Delon’a göre kariyerinin başlangıcı bir kaza; ancak kariyerinin durdurulamaz yükselişi öyle değil. 1956 yılında, hayatında ilk defa Cannes Film Festivali’ni Alfred Hitchcock filminde rol alan kız arkadaşı ile ziyaret etmesinin ardından Delon, film teklifleri almaya başlar ve ardı ardına rol aldığı Plein Soleil (1960), Rocco ve Kardeşleri (1960) ve L’Eclisse (1962) filmleri ile dünyaca tanınan bir yıldız haline gelir. Sinemaya adım attığı 1957 yılından itibaren başlayan popülaritesinin hiçbir zaman bitmediğini, katlanarak arttığını ve film yapmaya hiç ara vermediğini söyler. Cannes’da onur ödülünü alırken söylediği şu sözler oldukça dikkat çekiyor:

“Ben o filmleri yapmak tabii ki isterdim ama sadece benim isteğimle olabilecek bir şey değildi bu. Benim yapmamı istiyorlardı! Özellikle de kadınlar. Bana filmlerimi kadınlar yaptırdı. Bu mesleği yapmam için savaştılar!”

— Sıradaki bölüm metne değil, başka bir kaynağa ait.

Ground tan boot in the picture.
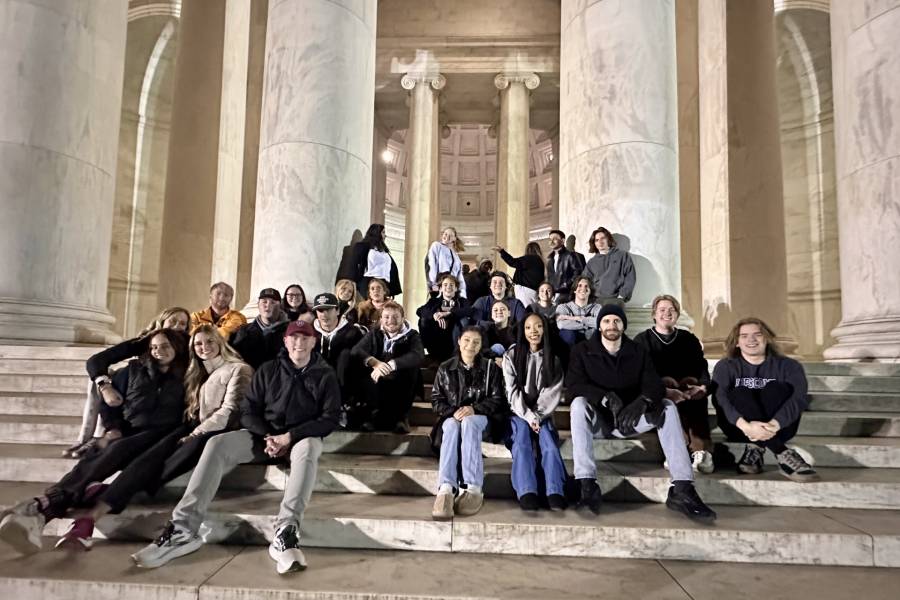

Patricia Highsmith’in ünlü kitabı The Talented Mr. Ripley’den uyarlama olan Plein Soleil (1960) – ki ileriki yıllarda aynı romanın hem sinema perdesinde hem Netflix’de farklı uyarlamalarını gördük- filmine bugün baktığımızda aslında Delon daha ilk filminde nasıl bir personaya sahip olacağının haberini veriyor. Güzel yüzlü ama aldatıcı, az konuşan, donuk bakışlı ve tekinsizlik uyandıran bir karakter. Öyle ki Delon’un ileriki yıllarda hayata geçirdiği tüm karakterlerde iyiliğin değil, kötü tarafın bir tasvirini ya da bir tanımını görmek mümkün. 

Alain Delon kariyerinin başında henüz çok genç ve bir oyuncu olarak oldukça deneyimsiz. Ama ona ilk filminin yönetmeni çok iyi bir tüyo veriyor: “‘Oynama, ol!’. Bu benim yönetmenlerimden aldığım bir ders oldu. Hiçbir zaman numara yapmadım. Bana yönetmenlerim ‘olmayı’ öğretti.”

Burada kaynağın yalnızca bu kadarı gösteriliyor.